Mammoth DSL Maintenance Still In Progress

     Mammoth DSL maintenance that was supposed to have completed by 8AM mountain time (7AM Pacific) is still in progress.  It is taking longer for them to swing the circuits than anticipated.

     This effects most Seattle DSL customers on CenturyLink DSL circuits.  They are working to restore out of service circuits as fast as possible.

Reverted to 2.26 kernels

Had to revert to old kernels because there is a incompatibility between the nfs-utils, specifically idmapd, provided with CentOS 6 and the later 3.x kernels.

Unfortunately, I was unable to build a modern version of nfs-utils because of missing libraries I was unable to chase down this evening.
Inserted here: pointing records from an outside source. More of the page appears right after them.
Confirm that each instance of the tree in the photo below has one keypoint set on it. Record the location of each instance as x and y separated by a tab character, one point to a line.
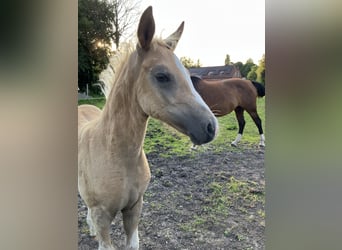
126	14
252	75
261	70
227	60
189	63
95	33
238	65
246	68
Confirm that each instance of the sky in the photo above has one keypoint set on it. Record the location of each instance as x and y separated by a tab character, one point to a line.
213	28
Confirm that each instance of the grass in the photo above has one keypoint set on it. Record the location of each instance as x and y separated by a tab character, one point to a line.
163	138
242	195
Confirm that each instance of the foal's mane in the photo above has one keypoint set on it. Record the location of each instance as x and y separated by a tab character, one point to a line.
108	77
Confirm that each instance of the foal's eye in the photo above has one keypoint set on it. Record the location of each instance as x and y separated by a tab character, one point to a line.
162	77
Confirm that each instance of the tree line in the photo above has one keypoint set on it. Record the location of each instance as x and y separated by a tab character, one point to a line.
248	70
101	26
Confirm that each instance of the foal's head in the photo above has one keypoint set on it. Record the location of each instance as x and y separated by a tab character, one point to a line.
164	88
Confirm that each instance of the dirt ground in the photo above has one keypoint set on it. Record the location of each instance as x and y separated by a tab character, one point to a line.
207	200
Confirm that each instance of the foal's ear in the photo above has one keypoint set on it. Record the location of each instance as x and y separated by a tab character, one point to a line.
146	29
173	39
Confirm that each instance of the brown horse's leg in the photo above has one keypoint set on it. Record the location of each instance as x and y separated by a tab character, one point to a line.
101	220
241	121
257	121
131	220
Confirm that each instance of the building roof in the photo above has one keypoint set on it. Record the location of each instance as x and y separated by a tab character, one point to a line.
216	72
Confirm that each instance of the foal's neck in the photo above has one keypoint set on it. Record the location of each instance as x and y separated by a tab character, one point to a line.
123	120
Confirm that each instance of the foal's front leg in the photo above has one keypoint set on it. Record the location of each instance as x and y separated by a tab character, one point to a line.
242	122
131	217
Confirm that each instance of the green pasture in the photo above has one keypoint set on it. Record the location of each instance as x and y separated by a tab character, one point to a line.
161	138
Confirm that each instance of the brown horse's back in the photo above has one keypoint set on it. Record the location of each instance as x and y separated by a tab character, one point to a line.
87	113
243	90
225	95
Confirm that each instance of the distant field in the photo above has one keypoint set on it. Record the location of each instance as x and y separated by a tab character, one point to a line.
163	138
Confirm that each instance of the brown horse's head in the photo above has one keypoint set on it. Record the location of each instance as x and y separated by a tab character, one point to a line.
164	88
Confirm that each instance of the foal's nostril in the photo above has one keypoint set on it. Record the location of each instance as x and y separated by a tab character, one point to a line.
211	129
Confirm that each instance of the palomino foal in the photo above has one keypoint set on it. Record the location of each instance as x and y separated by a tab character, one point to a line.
113	171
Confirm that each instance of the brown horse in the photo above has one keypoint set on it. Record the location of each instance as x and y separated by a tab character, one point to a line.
113	171
224	96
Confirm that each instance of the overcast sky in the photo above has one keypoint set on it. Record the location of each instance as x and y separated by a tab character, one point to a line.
213	28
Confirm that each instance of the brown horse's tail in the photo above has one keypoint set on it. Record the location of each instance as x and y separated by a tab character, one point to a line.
260	88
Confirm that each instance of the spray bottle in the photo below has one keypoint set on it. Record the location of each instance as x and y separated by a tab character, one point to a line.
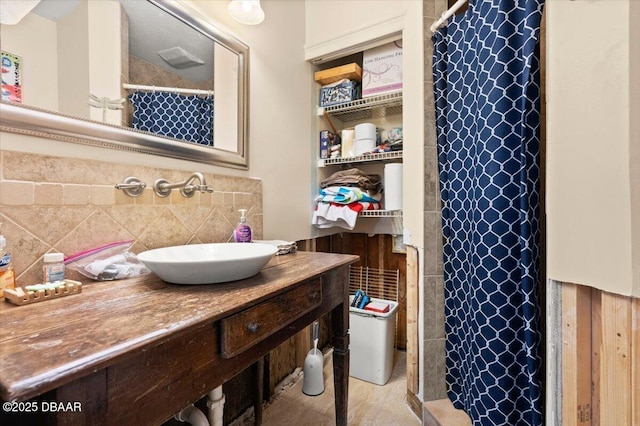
7	275
242	233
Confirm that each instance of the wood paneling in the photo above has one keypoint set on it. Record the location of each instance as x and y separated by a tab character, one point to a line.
576	355
600	357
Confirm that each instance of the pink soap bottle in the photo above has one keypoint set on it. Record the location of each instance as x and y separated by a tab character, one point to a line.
242	233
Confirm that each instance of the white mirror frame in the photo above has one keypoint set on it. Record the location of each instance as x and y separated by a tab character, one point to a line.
28	120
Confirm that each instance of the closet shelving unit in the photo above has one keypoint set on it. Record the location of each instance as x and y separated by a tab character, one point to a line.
365	109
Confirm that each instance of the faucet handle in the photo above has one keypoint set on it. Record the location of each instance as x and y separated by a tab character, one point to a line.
188	190
204	188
So I will continue to try to chase down the missing library and in the meantime will probably build a 2.26.39 (the last 2.26 kernel) with a lot of the garbage pulled out and pre-emptive scheduling. Will at least get some, but not all, of the performance gains that way.

It really takes the wind out of my sails to spend so much time on something, thought I had it working, and then have to backtrack.

Maintenance This evening 8pm-midnight

     I will be rebooting the host machines which will cause all Linux guests to freeze for about 15-20 minutes that are guests of any given host.

     The 3.19.1 kernel so hugely improved performance over the 2.26.x kernels on the guest machines that it makes sense to get them on the hosts as well.  Because of my wife’s work schedule, tonight is one of the few nights where I have the car and can go do this so tonight it is.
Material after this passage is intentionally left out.